The tool supports the annotation of group entities (for plural pronouns as in the following example), and both entities and mentions can be marked with a number of attributes (generic, non-nominal).

[John]1 was cooking with [Sam]2. [They]3 had a lot of fun.

The creation of the tool also gave rise to a number of supporting functions that wouldn’t be possible with any existing annotation tool:

  • Each entity can be assigned to a key on the keyboard. If text is selected, and the key is pressed, the tools annotates the selected span as a mention of the entity. When the number of entities grows, it becomes infeasible to assign a key to every entity (because there is a limited number of keys). Therefore, the entity list can be searched and pressing enter while an entity is highlighted adds the annotation. The core annotation functions can be done entirely using the keyboard.
  • For any selected text span, a number of suggestions are shown in the context menu. These are entities that have been annotated in the context (surrounding text) or have mentions with the same span. Repeating annotation of the same surface string thus becomes very quick. An integration with a named entity recognizer has been added recently, to mark all named entities with the same surface form as mentions of the same entity.
  • The entire text can be searched, using regular expressions. Findings can be selected and either added as mentions to an existing entity or annotated as mentions of a new entity.
  • Since the tool is desktop-based, the text view can contain formatting information and, for instance, print stage directions in italic. This makes reading longer texts much easier for the annotators.
  • All annotation operations can be reverted using an undo-function, for reverting accidental annotations quickly.
  • Annotations created by different annotators can be compared (even more than than two). The compare view shows all disagreements in color, and allows quick identification of unclear or difficult cases. At this moment, the compare view covers only the spans of the mentions, and not the entity assignments, but this will be added in a future release.

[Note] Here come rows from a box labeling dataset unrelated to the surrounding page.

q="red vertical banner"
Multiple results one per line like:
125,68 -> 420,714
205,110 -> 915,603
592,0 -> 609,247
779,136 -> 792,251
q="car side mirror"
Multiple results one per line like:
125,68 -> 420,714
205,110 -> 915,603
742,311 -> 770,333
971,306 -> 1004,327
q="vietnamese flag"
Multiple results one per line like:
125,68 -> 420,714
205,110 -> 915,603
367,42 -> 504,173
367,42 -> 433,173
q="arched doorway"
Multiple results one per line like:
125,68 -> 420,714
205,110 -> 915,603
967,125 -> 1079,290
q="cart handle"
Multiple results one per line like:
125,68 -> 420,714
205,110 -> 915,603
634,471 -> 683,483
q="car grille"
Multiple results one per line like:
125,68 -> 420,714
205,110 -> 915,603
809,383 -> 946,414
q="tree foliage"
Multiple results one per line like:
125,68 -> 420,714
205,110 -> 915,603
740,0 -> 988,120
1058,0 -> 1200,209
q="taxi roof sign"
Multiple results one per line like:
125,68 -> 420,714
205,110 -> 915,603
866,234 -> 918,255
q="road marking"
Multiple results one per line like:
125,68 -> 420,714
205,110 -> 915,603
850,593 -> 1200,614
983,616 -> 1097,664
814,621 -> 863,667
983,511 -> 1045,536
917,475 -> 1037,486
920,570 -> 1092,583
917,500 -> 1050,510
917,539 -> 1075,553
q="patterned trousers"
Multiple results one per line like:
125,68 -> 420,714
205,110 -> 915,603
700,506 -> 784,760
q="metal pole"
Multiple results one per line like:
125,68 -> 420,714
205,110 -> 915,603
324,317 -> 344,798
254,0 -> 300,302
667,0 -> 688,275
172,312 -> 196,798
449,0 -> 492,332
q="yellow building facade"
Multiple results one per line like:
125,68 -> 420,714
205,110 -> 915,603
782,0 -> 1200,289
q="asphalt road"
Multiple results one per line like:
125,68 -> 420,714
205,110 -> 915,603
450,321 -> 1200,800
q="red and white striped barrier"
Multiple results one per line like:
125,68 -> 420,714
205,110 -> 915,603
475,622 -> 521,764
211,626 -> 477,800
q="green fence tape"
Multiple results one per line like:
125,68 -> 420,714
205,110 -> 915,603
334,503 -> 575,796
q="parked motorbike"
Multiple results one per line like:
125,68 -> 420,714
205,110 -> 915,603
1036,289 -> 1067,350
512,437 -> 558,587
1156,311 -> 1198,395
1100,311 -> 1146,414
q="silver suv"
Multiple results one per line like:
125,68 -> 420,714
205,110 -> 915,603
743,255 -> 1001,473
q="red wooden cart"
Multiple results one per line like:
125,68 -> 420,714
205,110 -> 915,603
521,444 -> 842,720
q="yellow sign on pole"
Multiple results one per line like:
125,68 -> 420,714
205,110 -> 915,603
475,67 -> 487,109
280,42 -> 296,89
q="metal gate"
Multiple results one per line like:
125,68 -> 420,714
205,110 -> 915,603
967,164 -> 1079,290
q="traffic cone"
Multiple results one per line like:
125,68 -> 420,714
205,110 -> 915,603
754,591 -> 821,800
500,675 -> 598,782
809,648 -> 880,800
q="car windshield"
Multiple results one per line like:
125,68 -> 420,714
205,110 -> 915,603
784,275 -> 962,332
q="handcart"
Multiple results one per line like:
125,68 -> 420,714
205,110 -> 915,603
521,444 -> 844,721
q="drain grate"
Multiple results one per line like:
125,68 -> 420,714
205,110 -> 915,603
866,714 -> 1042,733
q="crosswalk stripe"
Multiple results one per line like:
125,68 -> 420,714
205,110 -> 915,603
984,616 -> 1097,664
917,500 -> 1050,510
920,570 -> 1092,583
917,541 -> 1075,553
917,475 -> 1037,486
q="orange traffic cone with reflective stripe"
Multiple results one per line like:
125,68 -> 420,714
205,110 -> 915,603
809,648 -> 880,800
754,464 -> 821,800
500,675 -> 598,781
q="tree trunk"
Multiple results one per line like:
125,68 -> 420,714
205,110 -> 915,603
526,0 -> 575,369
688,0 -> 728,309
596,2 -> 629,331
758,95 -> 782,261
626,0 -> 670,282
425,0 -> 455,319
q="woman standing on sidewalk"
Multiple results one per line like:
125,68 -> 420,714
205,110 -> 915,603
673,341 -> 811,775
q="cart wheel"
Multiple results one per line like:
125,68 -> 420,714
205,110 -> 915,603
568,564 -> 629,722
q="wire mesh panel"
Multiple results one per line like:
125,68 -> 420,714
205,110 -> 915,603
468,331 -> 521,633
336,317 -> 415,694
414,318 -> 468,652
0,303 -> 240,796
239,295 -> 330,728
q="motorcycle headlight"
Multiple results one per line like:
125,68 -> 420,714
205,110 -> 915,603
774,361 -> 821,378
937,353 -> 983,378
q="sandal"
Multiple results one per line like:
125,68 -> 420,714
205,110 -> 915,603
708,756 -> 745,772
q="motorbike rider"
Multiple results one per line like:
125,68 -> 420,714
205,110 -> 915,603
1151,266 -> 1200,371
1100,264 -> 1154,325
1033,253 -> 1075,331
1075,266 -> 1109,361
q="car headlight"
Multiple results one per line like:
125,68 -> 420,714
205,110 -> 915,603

Internally, all annotations are stored as UIMA annotations, and therefore with their character offsets. Texts can be imported from a few formats (including TEI/XML, but also plain text and conll), and also exported again. It is possible to import a document from TEI/XML, annotate coreferences in the annotation tool, and export it as the same TEI/XML again, but with added <rs>-elements to show the coreference.1 All TEI content is preserved during the annotation.

The annotation tool can be used for free and it is open source. It can be downloaded here. The annotation tool is currently in use within QuaDramA, CRETA, and hermA. Bug reports, suggestions and/or pull requests are highly welcome!

The next post in this series will really be about interesting cases, now that the tool question is decided once and for all.

  1. There is one caveat though: If an annotation crosses the boundaries of an XML element, the exported “XML” document will not be valid XML. This lies in the nature of XML and can only be changed if the data structures become very different.